We can find the word "secret" in many spam emails. However, some emails are not spam even though they contain the word "secret." Let's say we know the following probabilities:

+ The probability of getting a spam email is 23.88%. That is P(Spam)=0.2388.
+ The probability of an email containing the word "secret" given that the email is spam is 48.02%. That is P("secret"|Spam)=0.4802.
+ The probability of an email containing the word "secret" given that the email is not spam is 12.84%. That is P("secret"|Spam<sup>c</sup>)=0.1284.


Calculate:

+ P(Spam<sup>c</sup>). Assign the result to p_non_spam.
+ P(Spam ∩ "secret"). Assign the result to p_spam_and_secret.
+ P(Spam<sup>c</sup> ∩ "secret"). Assign the result to p_non_spam_and_secret.
+ P("secret"). Assign the result to p_secret.


In [None]:
p_spam = 0.2388
p_secret_given_spam = 0.4802
p_secret_given_non_spam = 0.1284
p_non_spam = 1 - p_spam
p_spam_and_secret = p_spam * p_secret_given_spam
p_non_spam_and_secret = p_non_spam * p_secret_given_non_spam
p_secret = p_spam_and_secret + p_non_spam_and_secret

## A General Formula

Now we need to develop a general formula that reflects the way we calculated P(T+) on the previous screen:

\begin{equation}
P(T^+) = P(HIV \cap T^+) + P(HIV^C \cap T^+)
\end{equation}

Imagine that instead of T<sup>+</sup>, HIV, and HIV<sup>c</sup>, we have A, B, and B<sup>c</sup>:

![comp](img/cpm3_viz3.1.png)

With this in mind, we can now develop a general formula for P(A):

\begin{equation}
P(A) = P(B \cap A) + P(B^C \cap A)
\end{equation}

Using the multiplication rule on P(B ∩ A) and P(BC ∩ A), the above formula becomes:

\begin{equation}
P(A) = P(B) \cdot P(A|B) + P(B^C) \cdot P(A|B^C)
\end{equation}

### Task

An airline transports passengers using two types of planes: a Boeing 737 and an Airbus A320.

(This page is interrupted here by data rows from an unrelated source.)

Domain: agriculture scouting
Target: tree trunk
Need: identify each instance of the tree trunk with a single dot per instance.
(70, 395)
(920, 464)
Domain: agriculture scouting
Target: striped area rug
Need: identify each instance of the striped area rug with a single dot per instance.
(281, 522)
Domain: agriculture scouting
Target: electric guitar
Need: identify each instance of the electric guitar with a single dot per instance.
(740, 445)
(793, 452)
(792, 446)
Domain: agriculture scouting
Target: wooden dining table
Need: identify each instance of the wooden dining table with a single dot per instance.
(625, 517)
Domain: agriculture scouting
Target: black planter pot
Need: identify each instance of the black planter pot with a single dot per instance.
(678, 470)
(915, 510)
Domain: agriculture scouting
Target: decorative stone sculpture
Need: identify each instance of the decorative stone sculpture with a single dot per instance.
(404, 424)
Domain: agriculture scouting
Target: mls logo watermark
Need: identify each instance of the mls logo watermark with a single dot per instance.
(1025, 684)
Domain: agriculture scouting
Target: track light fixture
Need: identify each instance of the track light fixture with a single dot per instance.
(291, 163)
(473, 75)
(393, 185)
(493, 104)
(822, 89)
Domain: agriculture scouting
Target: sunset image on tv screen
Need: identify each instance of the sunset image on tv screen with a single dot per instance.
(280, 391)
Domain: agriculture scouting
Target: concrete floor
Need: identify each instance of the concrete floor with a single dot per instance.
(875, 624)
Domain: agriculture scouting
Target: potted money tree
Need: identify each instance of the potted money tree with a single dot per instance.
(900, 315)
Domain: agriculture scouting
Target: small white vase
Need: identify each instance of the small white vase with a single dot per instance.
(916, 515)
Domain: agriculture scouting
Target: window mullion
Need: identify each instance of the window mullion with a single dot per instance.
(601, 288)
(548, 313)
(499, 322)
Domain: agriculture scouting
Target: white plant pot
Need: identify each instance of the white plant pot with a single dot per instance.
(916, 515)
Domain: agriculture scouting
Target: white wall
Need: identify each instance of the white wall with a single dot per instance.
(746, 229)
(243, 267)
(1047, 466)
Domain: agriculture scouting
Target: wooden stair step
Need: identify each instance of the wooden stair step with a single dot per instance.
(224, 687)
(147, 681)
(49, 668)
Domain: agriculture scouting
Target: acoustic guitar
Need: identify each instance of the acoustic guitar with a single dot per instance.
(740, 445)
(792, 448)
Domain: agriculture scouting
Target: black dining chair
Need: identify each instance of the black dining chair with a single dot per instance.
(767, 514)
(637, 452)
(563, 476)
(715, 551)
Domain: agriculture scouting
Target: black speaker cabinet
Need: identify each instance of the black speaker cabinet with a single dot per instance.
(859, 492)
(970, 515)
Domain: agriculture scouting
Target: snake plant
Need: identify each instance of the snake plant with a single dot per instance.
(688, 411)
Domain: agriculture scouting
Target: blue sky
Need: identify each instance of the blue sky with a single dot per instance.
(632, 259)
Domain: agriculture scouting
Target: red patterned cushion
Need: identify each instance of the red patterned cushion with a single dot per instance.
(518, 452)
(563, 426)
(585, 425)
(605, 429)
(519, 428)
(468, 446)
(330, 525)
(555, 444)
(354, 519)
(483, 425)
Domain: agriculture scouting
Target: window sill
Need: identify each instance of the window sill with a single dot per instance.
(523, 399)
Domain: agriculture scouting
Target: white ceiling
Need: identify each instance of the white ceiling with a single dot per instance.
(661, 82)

+ The Boeing operates 73% of the flights. Out of these flights, 3% arrive at the destination with a delay.
+ The Airbus operates the remaining 27% of the flights. Out of these flights, 8% arrive with a delay.

Convert the percentages above to probabilities:

1. Assign the probability of flying with a Boeing to p_boeing (to better understand what this probability means, imagine a passenger having bought a ticket with this airline — what's the probability that this passenger will be assigned to fly to her destination with a Boeing?).
2. Assign the probability of flying with an Airbus to p_airbus.
3. Assign the probability of arriving at the destination with a delay given that the passenger flies with a Boeing to p_delay_given_boeing.
4. Assign the probability of arriving at the destination with a delay given that the passenger flies with an Airbus to p_delay_given_airbus.

Calculate:

The probability that a passenger will arrive at her destination with a delay. Assign your answer to p_delay. 


In [None]:
p_boeing = 0.73
p_airbus = 0.27
p_delay_given_boeing = 3/100
p_delay_given_airbus = 8/100

p_delay = p_boeing * p_delay_given_boeing + p_airbus * p_delay_given_airbus

## Formula for Three Events

In the previous task, we used this formula to calculate the probability of having a delay when flying with a particular airline:

\begin{equation}
P(A) = P(B) \cdot P(A|B) + P(B^C) \cdot P(A|B^C)
\end{equation}

Recall that the airline transports passengers using two types of planes: a Boeing 737 and an Airbus A320. This allowed us to model P(Delay) as:

\begin{equation}
\overbrace{P(Delay)}^{P(A)} = \overbrace{P(Boeing) \cdot P(Delay|Boeing)}^{P(B) \cdot P(A|B)} + \overbrace{P(Airbus) \cdot P(Delay|Airbus)}^{P(B^C) \cdot P(A|B^C)}
\end{equation}

However, let's consider another airline which has three types of planes: a Boeing 737, an Airbus A320, and an ERJ 145.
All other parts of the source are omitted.